Po finałowym biegu przeszkodowców w pamięci widzów najsilniej zostanie ten obrazek: Mahiedine Mekhissi-Benabbad przed ostatnim zakrętem prowadzi wyraźnie, nagle zrywa z torsu koszulkę, wkłada ją na chwilę w zęby, rękami zachęca publiczność do jeszcze żywszego kibicowania i w tak niebanalnej pozie przecina linię mety.
Francuz najpierw dostał za to zachowanie żółtą kartkę, bo niewiele było w tych gestach szacunku dla rywali, więcej autopromocji, ale taka kartka w lekkiej atletyce nie znaczy wiele, złota na pewno nie zabiera.

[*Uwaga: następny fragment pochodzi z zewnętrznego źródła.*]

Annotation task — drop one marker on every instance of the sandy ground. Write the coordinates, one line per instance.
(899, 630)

Mekhissi-Benabbad miał rzecz jasna prawo się cieszyć, bo zostawał mistrzem Europy trzeci raz. Gdy startował w igrzyskach olimpijskich i mistrzostwach świata zawsze znajdowali się Kenijczycy, którzy odbierali mu najcenniejsze medale, ale na Starym Kontynencie wciąż był królem.
Hiszpanie uznali jednak, że mistrzowi nie przystoi machać koszulką i biegać bez ważnej części stroju sportowego, złożyli protest, który jury uznało za zasadny (swoją drogą – winowajca ma w kwestii zachowania na stadionach sporo innych grzechów) i tak z wielkiej francuskiej radości zrobił się spory zawód. Przy tej okazji brąz dostał Angel Mullera, rzecz jasna Hiszpan.
My przede wszystkim patrzyliśmy z nadzieją na Krystiana Zalewskiego, który mądrze trzymał się liderów, do ostatniego okrążenia wytrzymał tempo. Stracił srebro dopiero w połowie ostatniej prostej, gdy wyprzedził go drugi z Francuzów (późniejszy mistrz Yoann Kowal), ale odzyskał je pół godziny później po dyskwalifikacji Mekhissiego-Benabbada.